Abstract

A theme that emerges from the empirical literature into the impact of road traffic congestion on supply chains is the compounding effect of consignee behaviour on distribution costs: even as congestion levels rise, customers of manufacturers/distributors replenish product on a just-in-time (JIT) basis, which further drives up distribution costs. The reluctance of customers to receive shipments outside business hours exacerbates the distribution task. Since the isolation of the impact of congestion on logistics costs is not always easy, organisations may be tempted to unjustifiably impute rising logistics costs to congestion.
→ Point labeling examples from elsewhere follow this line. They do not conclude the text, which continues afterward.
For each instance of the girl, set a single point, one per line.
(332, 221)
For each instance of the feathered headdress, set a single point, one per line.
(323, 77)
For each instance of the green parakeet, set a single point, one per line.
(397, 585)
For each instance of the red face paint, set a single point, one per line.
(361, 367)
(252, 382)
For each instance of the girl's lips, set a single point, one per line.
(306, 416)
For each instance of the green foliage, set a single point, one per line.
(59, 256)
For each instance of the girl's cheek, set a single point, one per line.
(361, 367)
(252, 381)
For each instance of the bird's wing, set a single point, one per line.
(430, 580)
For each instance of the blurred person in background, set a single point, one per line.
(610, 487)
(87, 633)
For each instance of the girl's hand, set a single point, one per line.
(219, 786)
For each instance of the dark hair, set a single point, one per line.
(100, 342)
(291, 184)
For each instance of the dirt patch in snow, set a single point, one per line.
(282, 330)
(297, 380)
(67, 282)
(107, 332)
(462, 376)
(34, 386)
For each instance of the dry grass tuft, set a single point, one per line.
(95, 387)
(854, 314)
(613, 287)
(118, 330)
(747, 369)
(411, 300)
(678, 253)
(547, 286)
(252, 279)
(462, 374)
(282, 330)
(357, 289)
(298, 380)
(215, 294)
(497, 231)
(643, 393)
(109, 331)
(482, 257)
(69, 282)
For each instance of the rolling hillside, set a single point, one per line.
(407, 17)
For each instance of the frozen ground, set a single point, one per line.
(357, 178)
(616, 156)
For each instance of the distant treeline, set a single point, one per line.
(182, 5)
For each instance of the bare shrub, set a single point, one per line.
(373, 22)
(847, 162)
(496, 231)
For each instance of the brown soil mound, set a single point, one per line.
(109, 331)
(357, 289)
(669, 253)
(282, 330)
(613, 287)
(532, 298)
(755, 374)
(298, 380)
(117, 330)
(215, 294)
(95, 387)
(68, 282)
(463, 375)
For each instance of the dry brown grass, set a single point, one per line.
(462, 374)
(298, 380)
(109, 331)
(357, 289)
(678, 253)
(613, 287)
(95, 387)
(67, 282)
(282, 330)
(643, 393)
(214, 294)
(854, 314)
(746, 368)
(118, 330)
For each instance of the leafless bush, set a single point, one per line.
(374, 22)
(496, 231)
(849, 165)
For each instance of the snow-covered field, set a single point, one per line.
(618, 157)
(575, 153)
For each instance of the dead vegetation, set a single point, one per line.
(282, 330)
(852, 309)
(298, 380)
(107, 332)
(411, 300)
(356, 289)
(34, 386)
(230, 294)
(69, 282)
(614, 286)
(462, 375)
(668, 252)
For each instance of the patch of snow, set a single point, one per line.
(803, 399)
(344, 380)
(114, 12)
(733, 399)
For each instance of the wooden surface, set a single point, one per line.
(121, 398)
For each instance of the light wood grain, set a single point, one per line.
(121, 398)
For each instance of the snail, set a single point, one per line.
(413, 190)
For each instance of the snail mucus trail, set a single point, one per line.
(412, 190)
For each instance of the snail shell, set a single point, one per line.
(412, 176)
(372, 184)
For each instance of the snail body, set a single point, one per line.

Through continuous approximation models, the present research aims to clarify the relative impact of relevant dimensions of consignee behaviour, particularly, JIT replenishment and the length of the workday, and traffic congestion on distribution costs. A critical element of such modelling is the estimation of the required number of vehicles, which in turn depends on the average daily number of commercial trip chains per vehicle. We identify two polar cases. In one case, the estimation of this number is trivial and therefore enables further analysis, including the quantification of the relative impact of congestion on distribution costs and the deduction of empirically testable hypotheses. The other case is considerably less tractable; we consider a specific instance of this case that was broadly relevant to one of the companies that participated in the research. A simulation experiment using real-world data from a NZ manufacturer–distributor serves to validate our analysis.